WebDAM President Jody Vandergriff said in a statement that the new mobile app makes “brand materials available anytime within the rich, yet simplistic, experience that users have come to expect from WebDAM.” The app, free but requiring a WebDAM account, complements the existing access to WebDAM on a mobile device through a Web browser.
The new app, which supports multi-touch zooming and other gestural navigation, allows users to search, view, share and download assets as well as upload assets with one click from the mobile device. Users can approve or comment on assets and collections as part of workflows needing approval or feedback, and team members can receive push notifications to their iPad or iPhone even if the app isn’t running.
With the center of gravity for computing squarely resting on mobile devices, DAM vendors, like all other system providers, are racing to catch up. For DAM vendors, mobile can add remote accessibility for team members such as approvers. Enabling some level of access to a DAM system from a mobile device means that virtually any team member can respond to images shortly after they have been acquired, modified or readied for release.
In August, for instance, WoodWing released a mobile version of its Elvis DAM. It allows a user to browse and search collections, zoom, peruse metadata, issue ratings, approve or reject assets in an approval workflow or update collections.
Mobile for DAM
But some DAM-watchers have pointed out that mobile apps have limited use in this field, where large screen displays, skilled users, interfacing with publishing or marketing campaign systems and access to fast connectivity are usually required for most projects.

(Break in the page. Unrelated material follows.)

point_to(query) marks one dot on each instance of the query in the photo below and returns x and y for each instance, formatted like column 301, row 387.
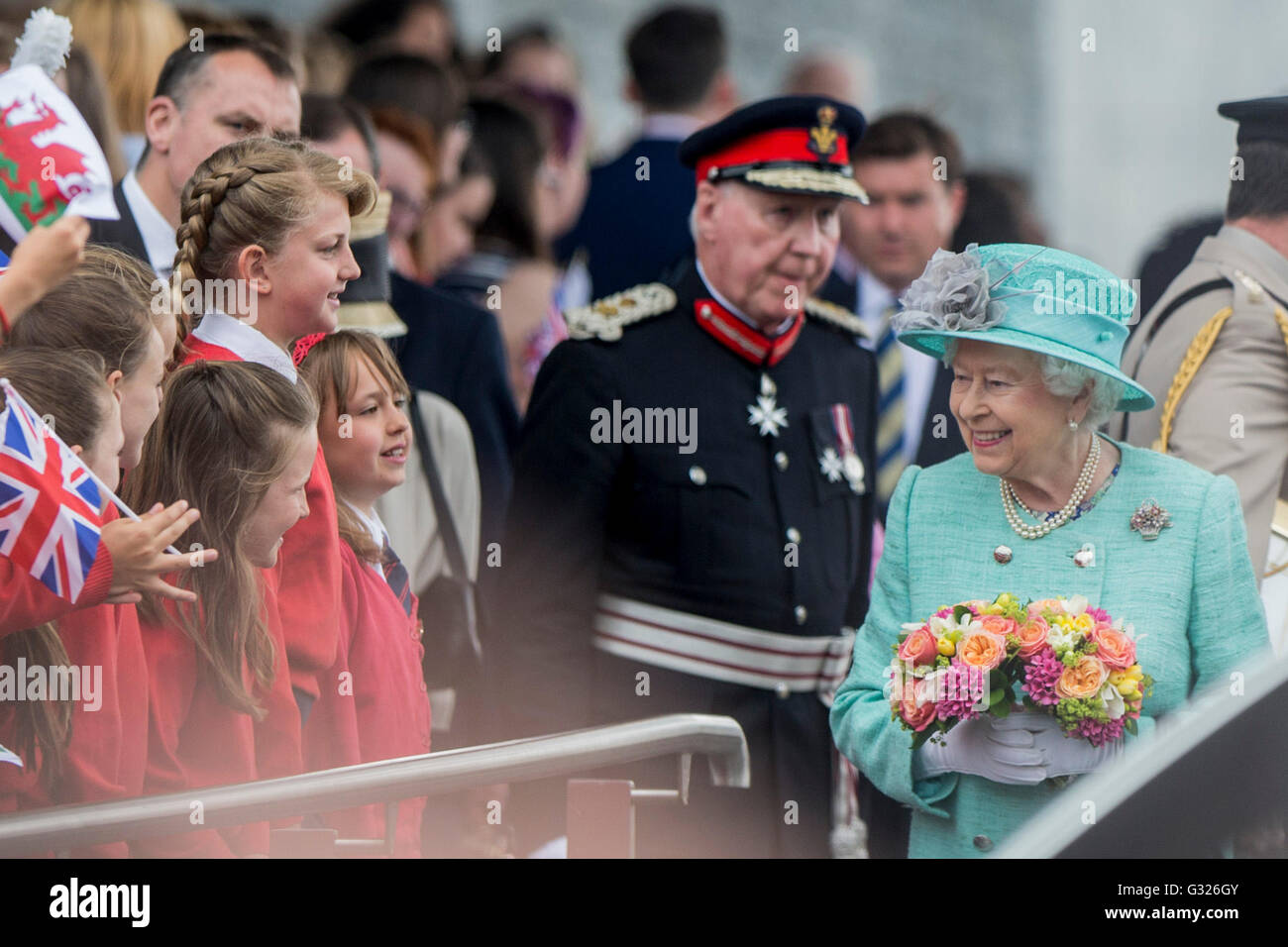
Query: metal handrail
column 719, row 738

A story in Digital Asset Management News last December noted that mobile “provides limited opportunities for improvements to the user experience” for DAM systems, although it acknowledged that giving access to mobile personnel like sales staff can have benefits.
But the main value proposition for mobile, DAM News contended, is asset capture in the field, where images can be captured and immediately dropped into a collection. In addition, ever-cheaper tablets might eventually help save overall costs by being deployed for some users, possibly with a large screen and keyboard attached, instead of workstations.